Given that the fundamental principle of English law is that one is innocent until proven guilty, debt collection agencies would not be required to prove their accusations against people they claim to owe money beyond a reasonable doubt (“Unregulated ‘identity trackers’ harass people for debts they don’t owe”)? One remembers the tragic case of Beryl Brazier, who was falsely accused and harassed by one such agency over a debt and was driven to suicide in 2012. While regulation of debt collection agencies is to be welcomed, a change in the law is urgently needed.
Chris Waller
Bristol

Why the silence about Qatar?

Thanks to Kenan Malik for closing the Congress for Palestine in Berlin on April 12 (“Left silences right, right silences left. But censorship prevents us from pushing for change“). As a German citizen, I find it hard to believe how little coverage the shutdown and the gagging of Yanis Varoufakis was given in the German media. I also find it surprising how little protest there is against the state of Qatar, which happily shelters the leaders of Hamas. Where are the calls to cut ties with Qatar to support Hamas? Or is it that there is just too much capital involved in Qatar and therefore Qatar is beyond criticism?
Dr. Britta Kleinsorge
Cambridge

A royal development too far

Rowan Moore’s article on Faversham is not the first and I fear will not be the last (“Is Kent ready for the next Poundbury?“). In the last few years the town has grown tremendously; in fact, it is surrounded by new developments. I have always respected King Charles’ foresight on environmental issues, but to build a Poundbury mark 2 on our town’s boundary, using even more productive land, is a travesty. With Poundbury a point was made about how new developments can be. Leave it at that.
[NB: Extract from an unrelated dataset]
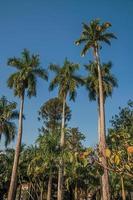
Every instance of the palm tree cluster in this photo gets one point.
(59, 166)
As for his majesty, he is not a property developer, nor should he be.
Carol Isern
Faversham, Kent

Warring families

(“When royalty marry among themselves, it brings an unexpected peace dividend“). However, the case of Queen Victoria and her grandchildren proves the reverse; this did not prevent Russia and Germany from going to war in August 1914 followed by Britain.
Andrew Hudson
Ulverston, Cumbria

Primary school, my dear Rodney

In “Revealed: the next Sherlock Holmes author, with a twist in the story”, Vanessa Thorpe compares the longevity of Holmes and his deerstalker with the now unrecognizable “boxing gloves of Rodney Stone” (another Doyle hero). Not surprisingly, Stone was a bare-knuckle fighter. I ought to know; I was named after him by my late father, Fleet Street legend, Peter Wilson.